Ciertamente, muchas veces pude resucitar en parte, sólo por un tiempo, en un intento vano de morir a una vida que no me era agradable, construyendo otra mentira sobre la anterior. Y así muchas veces, tantas como fue necesario. Las personas LGBTIQ+ desarrollamos una gran capacidad de reinventarnos para mantener viva nuestra coartada y estar a salvo de burlas, risas, comentarios, sospechas, golpes, insultos, rechazos, desengaños. Todas esas cosas eran relativamente fáciles de evitar si conseguía disimular miradas o inventarme besos a novias invisibles. Pero todo era diferente cuando entraba Dios en cruzada, invitado por alguno de esos que inyectaban en mis venas el amargo sabor de que no era natural lo que yo sentía, que era pecado como yo sentía, que no era propio de buen hijo del Padre amar como yo amaba ni soñar como yo soñaba ser feliz. Ante Dios no podía establecer ninguna historia paralela con la que ocultar esa parte de mí que no era agradable a sus ojos, así que volvía a morir para resucitar por un tiempo una vez tras otra. Casi me convencen de que el Padre no me quería.
Las personas LGBTIQ+ hemos muerto tantas veces a tantas cosas, que nos merecemos resucitar.

Me cansé de revivir en falso. Un verano, desesperado y casi convencido de que Dios no me amaba, me puse a tiro en Loja, un pueblo de Granada, en medio de un ruidoso silencio y atormentado porque la fe se me iba de las manos. Me atreví a recriminar a Dios por cuánto me hacía sufrir ser como me había creado, y pasé seis días desafiándolo a que me diera razones para seguir con Él y no abandonarlo definitivamente. Una de las últimas noches en una celebración a la que asistí mecánicamente, comenzaron a entonar el Canto de Oseas,

»conozco tu conducta y tu constante esfuerzo, has sufrido por mi causa sin sucumbir al cansancio, pero tengo contra ti que has dejado enfriar tu primer amor. Por eso yo la voy a seducir, la llevaré al desierto y allí hablaré a su corazón y ella me responderá como en los días de su juventud. 
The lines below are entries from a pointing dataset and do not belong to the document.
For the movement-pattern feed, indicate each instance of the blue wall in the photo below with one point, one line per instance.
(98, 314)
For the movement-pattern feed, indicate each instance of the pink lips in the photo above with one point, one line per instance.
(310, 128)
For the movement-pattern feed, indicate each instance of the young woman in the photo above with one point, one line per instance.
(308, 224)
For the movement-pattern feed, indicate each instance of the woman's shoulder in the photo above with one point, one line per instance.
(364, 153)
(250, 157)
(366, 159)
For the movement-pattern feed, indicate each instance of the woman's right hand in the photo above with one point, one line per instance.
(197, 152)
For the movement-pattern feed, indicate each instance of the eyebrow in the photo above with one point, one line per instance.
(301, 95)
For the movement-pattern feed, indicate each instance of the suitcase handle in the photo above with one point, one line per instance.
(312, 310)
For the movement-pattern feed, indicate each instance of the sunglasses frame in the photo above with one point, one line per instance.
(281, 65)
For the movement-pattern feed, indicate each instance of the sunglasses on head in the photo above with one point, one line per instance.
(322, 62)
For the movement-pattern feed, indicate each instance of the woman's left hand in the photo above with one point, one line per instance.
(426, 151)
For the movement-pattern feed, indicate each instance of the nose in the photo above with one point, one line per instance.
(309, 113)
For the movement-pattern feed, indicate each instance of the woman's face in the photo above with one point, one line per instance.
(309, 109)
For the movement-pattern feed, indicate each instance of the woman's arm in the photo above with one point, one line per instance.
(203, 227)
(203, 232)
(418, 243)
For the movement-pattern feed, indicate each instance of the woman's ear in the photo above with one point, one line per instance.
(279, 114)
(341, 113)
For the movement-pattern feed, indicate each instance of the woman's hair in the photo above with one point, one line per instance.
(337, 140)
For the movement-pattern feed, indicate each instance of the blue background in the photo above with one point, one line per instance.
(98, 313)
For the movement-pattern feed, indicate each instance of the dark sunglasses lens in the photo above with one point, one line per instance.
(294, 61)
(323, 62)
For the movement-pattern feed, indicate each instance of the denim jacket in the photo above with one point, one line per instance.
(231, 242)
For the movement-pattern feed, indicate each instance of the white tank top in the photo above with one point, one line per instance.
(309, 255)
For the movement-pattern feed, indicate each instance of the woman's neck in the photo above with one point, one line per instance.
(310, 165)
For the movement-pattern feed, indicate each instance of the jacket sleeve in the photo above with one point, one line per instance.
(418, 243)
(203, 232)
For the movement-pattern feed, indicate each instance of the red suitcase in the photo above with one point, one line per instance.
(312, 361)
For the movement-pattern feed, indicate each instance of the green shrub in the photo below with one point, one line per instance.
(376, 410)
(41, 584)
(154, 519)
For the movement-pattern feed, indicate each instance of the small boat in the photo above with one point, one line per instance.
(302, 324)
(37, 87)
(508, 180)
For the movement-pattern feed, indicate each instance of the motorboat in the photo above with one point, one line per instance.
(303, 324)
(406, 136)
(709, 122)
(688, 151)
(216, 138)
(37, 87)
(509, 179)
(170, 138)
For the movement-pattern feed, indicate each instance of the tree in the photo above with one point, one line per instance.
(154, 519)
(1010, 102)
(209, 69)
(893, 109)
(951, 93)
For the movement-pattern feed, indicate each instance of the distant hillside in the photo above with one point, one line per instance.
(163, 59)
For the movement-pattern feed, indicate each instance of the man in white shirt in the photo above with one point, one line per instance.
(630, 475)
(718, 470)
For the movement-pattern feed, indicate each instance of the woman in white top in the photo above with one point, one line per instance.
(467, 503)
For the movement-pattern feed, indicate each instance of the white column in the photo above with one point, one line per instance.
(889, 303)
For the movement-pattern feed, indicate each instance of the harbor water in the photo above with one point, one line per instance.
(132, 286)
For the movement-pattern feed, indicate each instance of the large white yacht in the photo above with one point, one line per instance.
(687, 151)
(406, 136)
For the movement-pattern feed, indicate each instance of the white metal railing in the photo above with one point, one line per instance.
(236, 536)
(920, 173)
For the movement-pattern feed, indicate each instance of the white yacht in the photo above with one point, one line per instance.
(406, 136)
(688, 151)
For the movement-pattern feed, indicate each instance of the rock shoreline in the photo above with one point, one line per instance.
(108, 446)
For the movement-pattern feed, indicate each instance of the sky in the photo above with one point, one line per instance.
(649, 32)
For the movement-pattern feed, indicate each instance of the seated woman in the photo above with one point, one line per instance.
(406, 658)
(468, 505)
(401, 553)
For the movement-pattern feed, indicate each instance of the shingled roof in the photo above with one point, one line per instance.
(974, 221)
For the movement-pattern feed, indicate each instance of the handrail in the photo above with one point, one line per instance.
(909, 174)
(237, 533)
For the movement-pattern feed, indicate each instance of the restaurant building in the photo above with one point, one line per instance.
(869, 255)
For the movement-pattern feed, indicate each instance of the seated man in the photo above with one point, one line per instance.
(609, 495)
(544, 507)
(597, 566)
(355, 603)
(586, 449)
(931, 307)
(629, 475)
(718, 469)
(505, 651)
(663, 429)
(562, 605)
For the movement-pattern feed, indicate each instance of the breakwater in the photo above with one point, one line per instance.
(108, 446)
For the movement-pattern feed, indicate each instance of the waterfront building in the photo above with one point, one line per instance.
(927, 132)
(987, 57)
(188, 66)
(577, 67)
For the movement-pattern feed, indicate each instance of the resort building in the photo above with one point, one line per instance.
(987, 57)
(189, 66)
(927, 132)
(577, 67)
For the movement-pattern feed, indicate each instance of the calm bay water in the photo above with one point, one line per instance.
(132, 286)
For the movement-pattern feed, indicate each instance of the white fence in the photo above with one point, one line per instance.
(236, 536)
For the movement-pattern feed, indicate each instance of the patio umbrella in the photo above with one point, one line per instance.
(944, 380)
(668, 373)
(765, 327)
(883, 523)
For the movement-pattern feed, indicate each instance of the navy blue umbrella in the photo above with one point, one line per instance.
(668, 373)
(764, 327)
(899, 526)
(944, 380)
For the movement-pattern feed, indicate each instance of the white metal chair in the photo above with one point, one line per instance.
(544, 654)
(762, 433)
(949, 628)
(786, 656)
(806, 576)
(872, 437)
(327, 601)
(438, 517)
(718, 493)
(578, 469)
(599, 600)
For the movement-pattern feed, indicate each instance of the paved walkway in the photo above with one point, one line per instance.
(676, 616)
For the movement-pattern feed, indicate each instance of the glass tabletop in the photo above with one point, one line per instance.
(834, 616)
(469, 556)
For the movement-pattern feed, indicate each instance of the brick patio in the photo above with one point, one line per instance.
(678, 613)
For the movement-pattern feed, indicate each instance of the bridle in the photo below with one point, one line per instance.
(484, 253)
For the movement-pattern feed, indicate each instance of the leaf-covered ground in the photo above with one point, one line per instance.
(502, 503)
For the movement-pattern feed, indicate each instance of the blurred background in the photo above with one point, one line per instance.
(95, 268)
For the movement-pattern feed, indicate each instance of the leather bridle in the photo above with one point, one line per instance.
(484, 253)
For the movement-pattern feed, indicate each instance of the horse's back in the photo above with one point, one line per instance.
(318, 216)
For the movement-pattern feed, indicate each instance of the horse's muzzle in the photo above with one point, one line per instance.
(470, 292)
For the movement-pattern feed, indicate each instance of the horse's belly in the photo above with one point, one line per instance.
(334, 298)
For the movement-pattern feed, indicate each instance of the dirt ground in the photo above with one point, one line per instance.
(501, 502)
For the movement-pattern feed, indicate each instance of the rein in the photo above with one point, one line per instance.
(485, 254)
Algo se movió en mí, como si esta última muerte que se iba fraguando se paralizase, y Dios estuviese dándome suaves tortas para espabilarme. Al rato comenzaron a cantar el canon “Nada nos separará del amor de Dios”, y rompí a llorar con la certeza de que el Padre me había recuperado para siempre. De pronto todo había cobrado sentido en esas dos chispas que seguro a nadie más allí significaban poco menos que un par de cantos en una celebración. En ese instante se movió la piedra, entró la luz y pude resucitar para siempre.

Resucitar a la certidumbre de que somos personas únicas e irremplazables. Resucitar a esperar del otro una acogida sincera. Resucitar a la felicidad de ser nosotras y nosotros mismos sin miedo a mostrarnos tal como somos. Resucitar para luchar por una sociedad abierta, sincera, valiente. Resucitar a una Iglesia de fe y no de tradición. Resucitar a confiar en Dios ciegamente. Nacer de nuevo para anunciar a nuestras hermanas y hermanos LGBTIQ+ que Dios nos ama con todo lo que somos, sin despreciar ni uno solo de nuestros cabellos, acariciando cada una de nuestras heridas. Jesús resucita en nosotras, vive en nosotros.

© Antonio Cosías Gila, en https://diossinarmario.blogspot.com


El primer día de la semana, María la Magdalena fue al sepulcro al amanecer, cuando aún estaba oscuro, y vio la losa quitada del sepulcro.
Echó a correr y fue donde estaban Simón Pedro y el otro discípulo, a quien Jesús amaba, y les dijo:
«Se han llevado del sepulcro al Señor y no sabemos dónde lo han puesto».
Salieron Pedro y el otro discípulo camino del sepulcro. Los dos corrían juntos, pero el otro discípulo corría más que Pedro; se adelantó y llegó primero al sepulcro; e, inclinándose, vio los lienzos tendidos; pero no entró.
Llegó también Simón Pedro detrás de él y entró en el sepulcro: vio los lienzos tendidos y el sudario con que le habían cubierto la cabeza, no con los lienzos, sino enrollado en un sitio aparte.
Entonces entró también el otro discípulo, el que había llegado primero al sepulcro; vio y creyó.
Pues hasta entonces no habían entendido la Escritura: que él había de resucitar de entre los muertos.